Hace un par de meses, el pasado mes de noviembre, los ojos de muchos internautas se quedaron pegados como lapas a un anuncio que no parecía revestido de mensaje comercial alguno.
El spot, rebosante de onírica laxitud en sus imágenes, estaba protagonizado por una preadolescente pelirroja que viajaba a Francia (para protagonizar un intercambio de idiomas) y trababa amistad con otra joven.
Con su nueva amiga del alma la heroína del anuncio comparte cintas de música, helados, juegos en un columpio y siestas en la parte trasera de un vehículo.
Huérfano de diálogos, el spot está impregnado, eso sí, de los acordes del mítico tema noventero “Wonderwall” de Oasis (la acción transcurre, al fin y al cabo, en los 90).
Pasa el tiempo y lo que comenzó como una amistad se troca en un incipiente amor adolescente que las protagonistas sellan con un beso bajo la lluvia.
El padre de la heroína no aprueba, sin embargo, el romance y pasan unos cuantos años hasta que las dos protagonistas (ya adultas y hasta con progenie) pueden volverse a fundir en un beso.
Cuando quedan apenas cinco segundos para que concluya el anuncio aparece sobreimpresionada en pantalla la siguiente frase: “The all-new Renault Clio”. El espectador es entonces consciente de que lo que lo que acaban de contemplan sus ojos no es hermoso cortometraje (que podría serlo) sino un spot de Renault.
La historia de la publicidad está lastrada en muchos sentidos por la guerra sin cuartel entre publicitarios avispadísimos y audiencias aún más avispadas que invariablemente descubren las sibilinas técnicas de manipulación que hay solapadas a las estrategias de la publicidad (y que cambian de manera constante).
Spots como el de Renault (en el que el producto anunciado aparece solamente de pasada y de manera extraordinariamente sutil) no son exactamente nuevos, pero encajan particularmente bien en el ecosistema 2.0 que tantísimo tiempo roba al consumidor en los tiempos que corren, explica Jonah Weiner en un artículo para The New York Times.

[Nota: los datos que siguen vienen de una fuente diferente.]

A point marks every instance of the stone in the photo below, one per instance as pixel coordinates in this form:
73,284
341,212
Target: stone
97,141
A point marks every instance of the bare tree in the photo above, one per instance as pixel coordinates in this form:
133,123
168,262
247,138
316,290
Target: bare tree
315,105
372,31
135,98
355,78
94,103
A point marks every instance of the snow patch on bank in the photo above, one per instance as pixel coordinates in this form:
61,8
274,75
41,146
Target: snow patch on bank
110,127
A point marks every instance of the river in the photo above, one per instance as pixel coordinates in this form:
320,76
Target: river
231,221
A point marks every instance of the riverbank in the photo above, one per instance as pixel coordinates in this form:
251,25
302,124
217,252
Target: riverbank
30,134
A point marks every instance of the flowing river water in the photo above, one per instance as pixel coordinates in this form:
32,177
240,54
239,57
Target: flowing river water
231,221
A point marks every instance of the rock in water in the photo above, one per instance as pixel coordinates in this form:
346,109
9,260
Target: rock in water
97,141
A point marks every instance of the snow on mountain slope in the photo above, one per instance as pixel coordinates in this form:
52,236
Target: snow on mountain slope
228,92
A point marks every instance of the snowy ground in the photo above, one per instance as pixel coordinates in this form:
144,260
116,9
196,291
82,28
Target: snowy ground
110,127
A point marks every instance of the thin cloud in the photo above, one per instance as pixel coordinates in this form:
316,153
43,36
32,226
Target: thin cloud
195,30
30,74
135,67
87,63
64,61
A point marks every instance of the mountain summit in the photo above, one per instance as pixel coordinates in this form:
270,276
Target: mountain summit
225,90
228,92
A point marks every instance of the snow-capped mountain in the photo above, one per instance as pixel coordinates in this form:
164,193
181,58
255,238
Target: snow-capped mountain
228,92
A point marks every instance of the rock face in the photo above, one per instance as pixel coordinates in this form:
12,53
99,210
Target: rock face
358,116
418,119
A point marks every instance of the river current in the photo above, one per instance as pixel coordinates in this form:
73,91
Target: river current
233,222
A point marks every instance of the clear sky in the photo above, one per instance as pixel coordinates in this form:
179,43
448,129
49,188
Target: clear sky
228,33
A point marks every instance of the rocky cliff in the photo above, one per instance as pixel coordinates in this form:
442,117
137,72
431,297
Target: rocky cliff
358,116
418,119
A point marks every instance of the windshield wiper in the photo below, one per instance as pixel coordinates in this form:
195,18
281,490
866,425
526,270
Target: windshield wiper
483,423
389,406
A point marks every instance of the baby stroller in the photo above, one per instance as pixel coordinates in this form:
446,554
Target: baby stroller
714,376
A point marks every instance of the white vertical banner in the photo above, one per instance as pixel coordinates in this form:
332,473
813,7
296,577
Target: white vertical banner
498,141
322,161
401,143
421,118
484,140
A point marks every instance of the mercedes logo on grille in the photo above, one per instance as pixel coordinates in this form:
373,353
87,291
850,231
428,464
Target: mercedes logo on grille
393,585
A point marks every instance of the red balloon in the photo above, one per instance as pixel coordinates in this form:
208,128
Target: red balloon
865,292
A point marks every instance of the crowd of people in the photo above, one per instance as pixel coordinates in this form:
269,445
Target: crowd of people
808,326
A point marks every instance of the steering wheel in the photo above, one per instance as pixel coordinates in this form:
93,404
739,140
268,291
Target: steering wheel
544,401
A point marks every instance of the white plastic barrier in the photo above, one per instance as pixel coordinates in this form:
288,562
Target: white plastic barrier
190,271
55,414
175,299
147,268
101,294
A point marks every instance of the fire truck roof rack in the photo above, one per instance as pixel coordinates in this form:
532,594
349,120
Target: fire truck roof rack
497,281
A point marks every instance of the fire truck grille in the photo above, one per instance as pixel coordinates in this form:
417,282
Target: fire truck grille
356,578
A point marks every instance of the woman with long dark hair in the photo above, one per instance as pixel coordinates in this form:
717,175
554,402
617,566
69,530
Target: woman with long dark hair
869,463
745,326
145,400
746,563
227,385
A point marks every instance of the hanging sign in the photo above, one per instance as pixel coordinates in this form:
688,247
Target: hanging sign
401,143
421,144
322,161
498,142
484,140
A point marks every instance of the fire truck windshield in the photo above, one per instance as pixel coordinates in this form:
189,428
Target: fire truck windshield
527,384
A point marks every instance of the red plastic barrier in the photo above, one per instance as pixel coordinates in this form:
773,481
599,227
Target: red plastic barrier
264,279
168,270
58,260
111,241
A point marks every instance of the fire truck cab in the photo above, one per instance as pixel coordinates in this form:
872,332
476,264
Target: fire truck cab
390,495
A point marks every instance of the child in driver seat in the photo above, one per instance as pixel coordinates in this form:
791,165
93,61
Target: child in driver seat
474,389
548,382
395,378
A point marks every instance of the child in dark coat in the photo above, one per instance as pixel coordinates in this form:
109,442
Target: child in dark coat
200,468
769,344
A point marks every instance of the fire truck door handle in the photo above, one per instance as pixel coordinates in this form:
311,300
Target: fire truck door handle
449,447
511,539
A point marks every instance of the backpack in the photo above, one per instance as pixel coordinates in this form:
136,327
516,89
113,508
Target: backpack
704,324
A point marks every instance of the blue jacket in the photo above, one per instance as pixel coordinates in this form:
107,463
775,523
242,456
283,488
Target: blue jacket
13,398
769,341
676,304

La publicidad que no parece publicidad, ¿el colmo de la inutilidad?
El anuncio de Renault, que conmemora el 30º aniversario de uno de los modelos más icónicos de la marca francesa (el Clio), acumula más de 3 millones de visualizaciones en YouTube y es un ejemplo paradigmático del denominado “capitalismo arcoíris”, aquel que utiliza en su propio beneficio (para vender más) las fortísimas emociones emanadas de las historias hilvanadas en torno a la comunidad LGBT.
Sin embargo, quizás lo más destacable de muchos de los anuncios virales que desfilan frente a nuestras retinas en internet es que su factura nada tiene que ver con la de la publicidad al uso. Hurtando deliberadamente a la audiencia las pistas sobre la verdaderamente naturaleza de lo que se proyecta en la pantalla, al espectador no le queda más remedio que contemplar hasta el final aquello que, por su carácter diferente, se las ha ingeniado para robar su atención.
Anuncios como el Renault resultan tan atractivos porque hacen suyo el lenguaje del cine “indie” y de la televisión contemporánea (en su vertiente más prestigiosa) y su narrativa se disfraza de algo por lo que pagaríamos de buena gana (hasta que nos damos cuenta de que estamos frente a aquello de lo que nuestro dinero, el que volcamos todos los meses en Netflix y compañía, debería de librarnos).
En este tipo de publicidad la conexión entre narrativa y producto es tan abstracta que es virtualmente no existente. Y nos enfrenta simultáneamente a una paradoja, la de anuncios que, pese a concitar muchísimos clics, son el epítome de lo inútil desde el punto de vista de la eficacia publicitaria. ¿Acaso alguien se plantearía de veras comprar un Clio tras contemplar el anuncio de Renault?, no puede evitar preguntarse Weiner.